In this experiment, two-phrase detection is employed; as a result, in addition to detecting face position, the eyes, the nose, and the mouth locations are highlighted as well. Notice that only the last one of the detected faces is tracked.

Building the Sketch

For TTGo T-Camera Plus, the internally attached 240x240 TFT screen is used in certain cases. As a result, the TFT_eSPI library is needed, and you will need to set up TFT_eSPI library for TTGO T-Camera Plus as well -- modify User_Setup_Selection.h changing #include

...
//#include <User_Setup.h>           // Default setup is root library folder
...
#include <User_Setups/Setup44_TTGO_CameraPlus.h>   // Setup file for ESP32 and TTGO T-CameraPlus ST7789 SPI bus TFT    240x240
...

For a more detailed description of making changes to User_Setup_Selection.h in PlatformIO environment, as well as a sample case of using PlatformIO for building [a sketch that uses DumbDisplay], you may want to refer to my previous post -- Extending a TFT_eSPI Example With TTGO T-Display Using PlatformIO, With DumbDisplay

I used VSCode with PlatformIO for the development of the sketch of this experiment. And here are the sections of platformio.ini where the mentioned target boards are configured

[env:ESP32CAM]
platform = espressif32
board = esp32cam
framework = arduino
lib_deps =
    https://github.com/trevorwslee/Arduino-DumbDisplay#develop
build_flags = -DFOR_ESP32CAM


[env:LILYGO_TCAMERA]  ; v7
platform = espressif32
board = esp-wrover-kit
framework = arduino
lib_deps =
    https://github.com/trevorwslee/Arduino-DumbDisplay#develop
build_flags =
    -DBOARD_HAS_PSRAM -mfix-esp32-psram-cache-issue
    -DFOR_LILYGO_TCAMERA


[env:LILYGO_TCAMERAPLUS]
platform = espressif32
board = esp32dev
framework = arduino
upload_speed = 921600
board_build.partitions = huge_app.csv
lib_deps =
    bodmer/TFT_eSPI @ ^2.5.30
    https://github.com/trevorwslee/Arduino-DumbDisplay#develop
build_flags =
    -mfix-esp32-psram-cache-issue
    -DBOARD_HAS_PSRAM
    -DCONFIG_MFN_V1=1
    -DCONFIG_S8=1
    -DFOR_LILYGO_TCAMERAPLUS


[env:LILYGO_TSIMCAM]
platform = espressif32
board = esp32s3box
framework = arduino
board_build.partitions = default_8MB.csv
lib_deps =
    https://github.com/trevorwslee/Arduino-DumbDisplay#develop
build_flags = 
    -DBOARD_HAS_PSRAM
    -DFOR_LILYGO_TSIMCAM

Notice that with PlatformIO config like the above, the target board selection macro required by the sketch is already defined when you choose the correct PlatformIO config.

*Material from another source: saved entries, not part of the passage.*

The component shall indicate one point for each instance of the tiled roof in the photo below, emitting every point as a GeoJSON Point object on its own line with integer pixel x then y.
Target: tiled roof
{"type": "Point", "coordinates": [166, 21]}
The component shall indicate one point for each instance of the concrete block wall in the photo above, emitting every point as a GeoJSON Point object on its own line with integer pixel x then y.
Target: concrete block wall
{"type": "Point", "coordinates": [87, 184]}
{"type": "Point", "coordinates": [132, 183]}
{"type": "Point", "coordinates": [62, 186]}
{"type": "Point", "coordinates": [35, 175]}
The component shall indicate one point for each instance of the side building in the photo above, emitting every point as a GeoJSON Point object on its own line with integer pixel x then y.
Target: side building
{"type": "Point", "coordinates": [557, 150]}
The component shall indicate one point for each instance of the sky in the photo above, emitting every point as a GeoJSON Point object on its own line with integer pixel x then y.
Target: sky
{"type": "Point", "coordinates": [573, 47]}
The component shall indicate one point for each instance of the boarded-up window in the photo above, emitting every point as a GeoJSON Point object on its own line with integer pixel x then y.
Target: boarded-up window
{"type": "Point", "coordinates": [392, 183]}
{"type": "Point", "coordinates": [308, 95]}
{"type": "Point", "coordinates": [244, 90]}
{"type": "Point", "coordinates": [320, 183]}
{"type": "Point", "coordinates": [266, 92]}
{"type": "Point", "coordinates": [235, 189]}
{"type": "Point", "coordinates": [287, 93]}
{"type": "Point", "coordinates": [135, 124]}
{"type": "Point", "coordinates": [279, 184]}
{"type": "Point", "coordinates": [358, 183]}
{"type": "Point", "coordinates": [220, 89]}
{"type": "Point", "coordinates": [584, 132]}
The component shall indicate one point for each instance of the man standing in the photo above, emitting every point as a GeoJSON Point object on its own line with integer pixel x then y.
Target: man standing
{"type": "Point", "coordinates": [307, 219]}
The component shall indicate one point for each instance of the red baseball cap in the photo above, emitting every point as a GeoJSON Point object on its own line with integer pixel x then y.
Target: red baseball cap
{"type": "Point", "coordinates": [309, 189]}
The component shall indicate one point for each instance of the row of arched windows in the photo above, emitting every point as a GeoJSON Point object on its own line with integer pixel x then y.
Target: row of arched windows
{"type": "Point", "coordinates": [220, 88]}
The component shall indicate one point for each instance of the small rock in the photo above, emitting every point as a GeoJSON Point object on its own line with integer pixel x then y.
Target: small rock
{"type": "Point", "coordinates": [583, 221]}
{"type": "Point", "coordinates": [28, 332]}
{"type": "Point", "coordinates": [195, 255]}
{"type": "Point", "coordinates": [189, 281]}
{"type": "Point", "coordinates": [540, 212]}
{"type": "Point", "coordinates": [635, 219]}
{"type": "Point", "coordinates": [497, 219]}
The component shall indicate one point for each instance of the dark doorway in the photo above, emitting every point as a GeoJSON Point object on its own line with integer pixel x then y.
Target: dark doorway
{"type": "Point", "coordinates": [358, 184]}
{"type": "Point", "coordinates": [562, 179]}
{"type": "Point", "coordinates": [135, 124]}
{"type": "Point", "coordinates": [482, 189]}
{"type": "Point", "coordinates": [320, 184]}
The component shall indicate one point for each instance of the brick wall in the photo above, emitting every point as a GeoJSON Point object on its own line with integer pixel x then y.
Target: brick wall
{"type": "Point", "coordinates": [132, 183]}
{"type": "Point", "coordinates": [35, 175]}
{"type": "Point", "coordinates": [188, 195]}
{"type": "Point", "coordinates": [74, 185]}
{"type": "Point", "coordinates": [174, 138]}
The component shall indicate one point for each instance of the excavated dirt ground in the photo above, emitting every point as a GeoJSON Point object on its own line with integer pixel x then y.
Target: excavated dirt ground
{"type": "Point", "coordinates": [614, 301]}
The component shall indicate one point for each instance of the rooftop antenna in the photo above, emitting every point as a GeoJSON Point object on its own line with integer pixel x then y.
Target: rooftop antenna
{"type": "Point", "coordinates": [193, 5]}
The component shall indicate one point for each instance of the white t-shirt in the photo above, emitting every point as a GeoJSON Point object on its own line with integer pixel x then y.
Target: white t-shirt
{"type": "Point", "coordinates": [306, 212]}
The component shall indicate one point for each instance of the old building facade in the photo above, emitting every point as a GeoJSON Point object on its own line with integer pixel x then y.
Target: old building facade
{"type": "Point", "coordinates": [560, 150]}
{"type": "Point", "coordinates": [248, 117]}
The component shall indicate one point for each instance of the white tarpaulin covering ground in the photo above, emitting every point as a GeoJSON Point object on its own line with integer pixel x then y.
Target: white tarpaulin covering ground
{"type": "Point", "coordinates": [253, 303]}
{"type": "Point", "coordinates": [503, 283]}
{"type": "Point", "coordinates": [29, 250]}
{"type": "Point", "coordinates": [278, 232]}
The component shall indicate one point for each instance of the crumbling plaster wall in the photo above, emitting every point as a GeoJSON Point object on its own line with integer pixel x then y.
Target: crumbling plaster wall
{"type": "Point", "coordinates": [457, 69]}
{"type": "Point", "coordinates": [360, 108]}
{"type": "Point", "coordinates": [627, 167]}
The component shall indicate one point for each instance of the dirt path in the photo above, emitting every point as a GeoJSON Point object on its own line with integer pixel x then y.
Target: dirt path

Build and upload the sketch, and try it yourself!

Enjoy!

Demo of Camera and Mic Arduino Experiment With TTGO T-Camera Plus and DumbDisplay

I believe it would really be fun to add face recognization feature to the experiment. Until then, have fun and enjoy!

Peace be with you! May God bless you! Jesus loves you!